BTW, if the airplane sound is like that of a small, single engine plane (droning), that’s exactly what a bad wheel bearing sounds like. That shouldn’t go away though I once did have a wheel bearing early on its failure that made noise when cold and got quieter after driving a while. The shop speculated cold grease that lubed better once it got warmed up - made sense to me.
Does the truck have automatic locking front hubs? When the grease is cool and stiff the automatic hubs may be engaging and after driving the grease liquifies enough to allow the hubs to disengage when the vehicle stops.
The truck is an automatic. When you first start it up and just sit there idling, there is no noise. It begins when you are moving forward; it doesn’t make it in reverse. You start to notice it as you increase speed - at about 20-25 it is loudest. It does sound like a single engine prop airplane is trying to land near you. Once you come to a stop, the noise goes away and does not reappear until after the truck has been parked, shut off, then restarted and moved.
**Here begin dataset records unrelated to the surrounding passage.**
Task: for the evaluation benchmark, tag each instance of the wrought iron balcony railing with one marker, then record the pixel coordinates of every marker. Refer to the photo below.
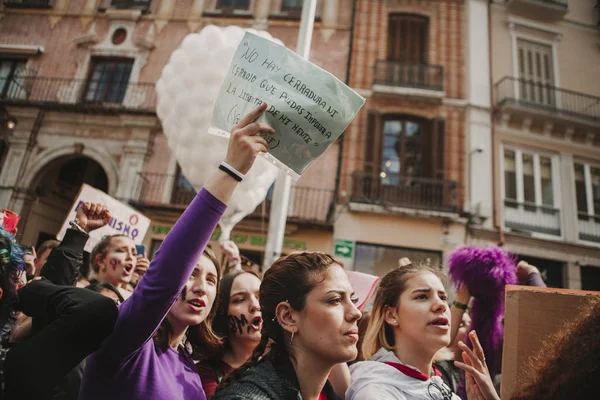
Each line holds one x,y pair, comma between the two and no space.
544,97
141,4
559,3
307,204
531,217
393,190
78,94
419,76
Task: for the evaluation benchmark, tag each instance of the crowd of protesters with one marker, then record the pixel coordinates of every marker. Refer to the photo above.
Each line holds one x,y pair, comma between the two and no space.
175,328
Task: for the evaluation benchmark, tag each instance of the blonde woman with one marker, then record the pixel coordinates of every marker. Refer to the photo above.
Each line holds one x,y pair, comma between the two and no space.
409,324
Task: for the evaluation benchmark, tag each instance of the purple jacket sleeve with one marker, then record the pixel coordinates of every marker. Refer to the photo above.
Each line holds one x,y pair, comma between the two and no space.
141,314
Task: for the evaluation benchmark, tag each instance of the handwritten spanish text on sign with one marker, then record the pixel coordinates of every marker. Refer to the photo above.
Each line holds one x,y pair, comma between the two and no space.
308,107
126,221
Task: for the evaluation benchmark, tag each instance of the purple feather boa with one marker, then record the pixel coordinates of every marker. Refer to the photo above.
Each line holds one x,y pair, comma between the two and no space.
486,272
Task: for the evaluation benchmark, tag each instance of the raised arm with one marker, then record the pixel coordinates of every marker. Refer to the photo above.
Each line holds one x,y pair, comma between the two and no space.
62,267
141,314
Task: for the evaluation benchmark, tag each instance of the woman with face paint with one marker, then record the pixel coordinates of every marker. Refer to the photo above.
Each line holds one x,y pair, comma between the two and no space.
309,314
238,321
146,356
114,260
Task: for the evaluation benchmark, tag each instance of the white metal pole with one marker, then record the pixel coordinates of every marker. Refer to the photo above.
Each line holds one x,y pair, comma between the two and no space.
281,193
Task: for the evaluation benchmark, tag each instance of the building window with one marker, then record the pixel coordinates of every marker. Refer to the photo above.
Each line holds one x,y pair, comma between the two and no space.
587,189
379,260
12,78
230,6
530,192
536,72
409,147
407,38
108,80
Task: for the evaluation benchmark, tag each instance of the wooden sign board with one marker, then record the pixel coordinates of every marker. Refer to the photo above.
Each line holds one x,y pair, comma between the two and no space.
533,314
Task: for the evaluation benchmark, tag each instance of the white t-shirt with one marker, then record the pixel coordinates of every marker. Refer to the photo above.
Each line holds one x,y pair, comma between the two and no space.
375,379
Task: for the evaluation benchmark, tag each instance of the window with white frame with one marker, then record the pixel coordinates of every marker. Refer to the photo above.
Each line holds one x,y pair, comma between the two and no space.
530,192
587,190
587,187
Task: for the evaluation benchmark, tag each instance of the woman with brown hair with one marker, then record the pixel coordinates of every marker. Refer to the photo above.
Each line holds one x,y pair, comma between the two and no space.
238,321
309,315
176,293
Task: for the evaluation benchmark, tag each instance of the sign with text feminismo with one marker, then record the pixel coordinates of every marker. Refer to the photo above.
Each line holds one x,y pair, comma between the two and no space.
125,220
309,108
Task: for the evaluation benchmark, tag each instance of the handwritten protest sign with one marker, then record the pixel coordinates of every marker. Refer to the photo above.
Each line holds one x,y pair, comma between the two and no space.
125,221
364,285
308,107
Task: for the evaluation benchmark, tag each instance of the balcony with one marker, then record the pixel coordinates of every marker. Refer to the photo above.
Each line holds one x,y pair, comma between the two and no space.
307,205
409,79
131,4
78,95
530,217
398,191
540,9
27,3
555,103
589,227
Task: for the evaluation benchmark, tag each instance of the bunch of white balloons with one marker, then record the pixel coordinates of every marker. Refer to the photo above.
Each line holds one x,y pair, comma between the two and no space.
186,92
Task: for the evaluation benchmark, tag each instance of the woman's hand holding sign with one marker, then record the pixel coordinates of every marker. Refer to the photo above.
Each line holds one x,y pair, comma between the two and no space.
245,143
244,146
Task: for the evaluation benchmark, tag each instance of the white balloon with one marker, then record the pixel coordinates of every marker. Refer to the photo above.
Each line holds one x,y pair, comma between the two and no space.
186,93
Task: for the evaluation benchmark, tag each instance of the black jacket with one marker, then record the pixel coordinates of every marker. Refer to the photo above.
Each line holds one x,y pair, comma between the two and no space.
273,378
64,262
69,323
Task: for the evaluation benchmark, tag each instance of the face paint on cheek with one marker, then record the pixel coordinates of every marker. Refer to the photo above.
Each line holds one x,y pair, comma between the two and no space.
237,324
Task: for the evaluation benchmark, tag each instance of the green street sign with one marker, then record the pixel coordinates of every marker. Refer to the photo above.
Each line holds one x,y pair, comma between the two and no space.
344,248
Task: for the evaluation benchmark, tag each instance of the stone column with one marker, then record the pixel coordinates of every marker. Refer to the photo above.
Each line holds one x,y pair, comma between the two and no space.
568,198
10,170
572,275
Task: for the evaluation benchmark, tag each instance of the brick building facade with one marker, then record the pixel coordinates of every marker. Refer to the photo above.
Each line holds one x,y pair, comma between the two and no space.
403,166
77,105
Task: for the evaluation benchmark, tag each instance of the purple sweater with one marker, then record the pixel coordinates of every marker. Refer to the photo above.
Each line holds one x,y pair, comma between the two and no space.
129,365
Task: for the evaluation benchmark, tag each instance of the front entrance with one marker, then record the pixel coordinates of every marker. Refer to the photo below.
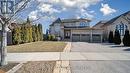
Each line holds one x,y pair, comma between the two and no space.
67,34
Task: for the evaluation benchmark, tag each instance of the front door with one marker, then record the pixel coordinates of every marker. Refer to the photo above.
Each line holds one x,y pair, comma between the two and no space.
67,34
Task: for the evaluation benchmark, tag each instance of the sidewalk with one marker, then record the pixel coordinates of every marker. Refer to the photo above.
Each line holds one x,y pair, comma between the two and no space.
56,56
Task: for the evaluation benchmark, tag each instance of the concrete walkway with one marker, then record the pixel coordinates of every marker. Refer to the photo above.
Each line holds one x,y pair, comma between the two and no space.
51,56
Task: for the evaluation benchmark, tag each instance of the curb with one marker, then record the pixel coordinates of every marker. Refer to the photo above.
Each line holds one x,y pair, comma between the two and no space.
63,66
15,68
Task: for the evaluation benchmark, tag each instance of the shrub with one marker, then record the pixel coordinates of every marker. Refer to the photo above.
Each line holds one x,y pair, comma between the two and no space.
117,38
126,38
110,39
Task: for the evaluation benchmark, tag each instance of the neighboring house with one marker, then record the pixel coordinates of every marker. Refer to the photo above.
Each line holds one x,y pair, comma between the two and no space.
121,23
75,30
9,33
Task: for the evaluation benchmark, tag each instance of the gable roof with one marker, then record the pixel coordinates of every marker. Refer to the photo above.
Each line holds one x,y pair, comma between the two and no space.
114,19
69,20
100,23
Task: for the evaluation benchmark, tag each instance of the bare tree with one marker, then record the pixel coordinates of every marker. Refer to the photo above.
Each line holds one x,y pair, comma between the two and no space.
5,20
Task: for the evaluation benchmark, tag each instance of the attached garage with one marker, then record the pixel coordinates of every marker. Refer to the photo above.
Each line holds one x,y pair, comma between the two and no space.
96,38
81,37
85,38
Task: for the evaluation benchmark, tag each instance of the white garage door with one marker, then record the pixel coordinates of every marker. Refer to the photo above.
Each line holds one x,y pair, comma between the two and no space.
75,37
96,38
85,38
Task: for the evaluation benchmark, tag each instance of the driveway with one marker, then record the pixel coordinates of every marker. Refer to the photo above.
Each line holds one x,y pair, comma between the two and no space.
103,65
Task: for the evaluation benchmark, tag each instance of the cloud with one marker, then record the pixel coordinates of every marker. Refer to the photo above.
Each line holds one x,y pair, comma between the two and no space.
70,8
106,9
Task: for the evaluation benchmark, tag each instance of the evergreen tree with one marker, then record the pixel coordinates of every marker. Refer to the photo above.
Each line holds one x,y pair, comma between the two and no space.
126,38
30,34
117,38
22,34
34,35
110,39
40,32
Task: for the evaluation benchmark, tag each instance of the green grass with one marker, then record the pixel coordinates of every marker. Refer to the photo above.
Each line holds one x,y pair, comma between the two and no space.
41,46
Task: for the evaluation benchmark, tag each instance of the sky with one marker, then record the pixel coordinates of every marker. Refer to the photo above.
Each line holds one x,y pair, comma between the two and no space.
49,10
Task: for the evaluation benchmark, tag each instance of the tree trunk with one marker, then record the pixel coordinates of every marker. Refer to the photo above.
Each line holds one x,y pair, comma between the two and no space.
3,45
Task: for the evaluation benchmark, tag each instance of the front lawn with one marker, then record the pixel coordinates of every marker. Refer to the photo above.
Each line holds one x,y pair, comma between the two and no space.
41,46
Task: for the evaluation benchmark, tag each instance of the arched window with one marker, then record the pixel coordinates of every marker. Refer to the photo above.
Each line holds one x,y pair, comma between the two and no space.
121,27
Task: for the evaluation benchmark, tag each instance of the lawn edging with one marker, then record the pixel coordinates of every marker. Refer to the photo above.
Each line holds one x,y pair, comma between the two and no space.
15,68
63,66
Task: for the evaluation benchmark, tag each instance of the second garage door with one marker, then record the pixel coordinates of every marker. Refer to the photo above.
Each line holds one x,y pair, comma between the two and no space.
96,38
85,38
81,37
75,37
Air temps don’t seem to have any effect on this. I had a complete driveline flush and transmission flush within the past year, so all fluids have been changed. The truck has pushbutton 4wd; there is no manual lock-in of the hubs required. I appreciate any insights that you can give!
Does it change at all when you turn one way or the other?
Does it matter how far you’ve driven before a stop and restart? I.e. if you start the truck cold & drive just long enough to create the noise - like a couple hundred yards - and then go again, does it still go away. I’m just trying to get at whether or not the wheels need to heat up for it to go away.
Turning has no effect. It always goes away after you’re almost stopped, even if it is only a hundred yards or so. I don’t know how much the wheels heat up in that distance, but it is possible that has something to do with it.
Pop the hood and listen. I’m thinkin’ fan blade, but you might be able to find the source just by looking.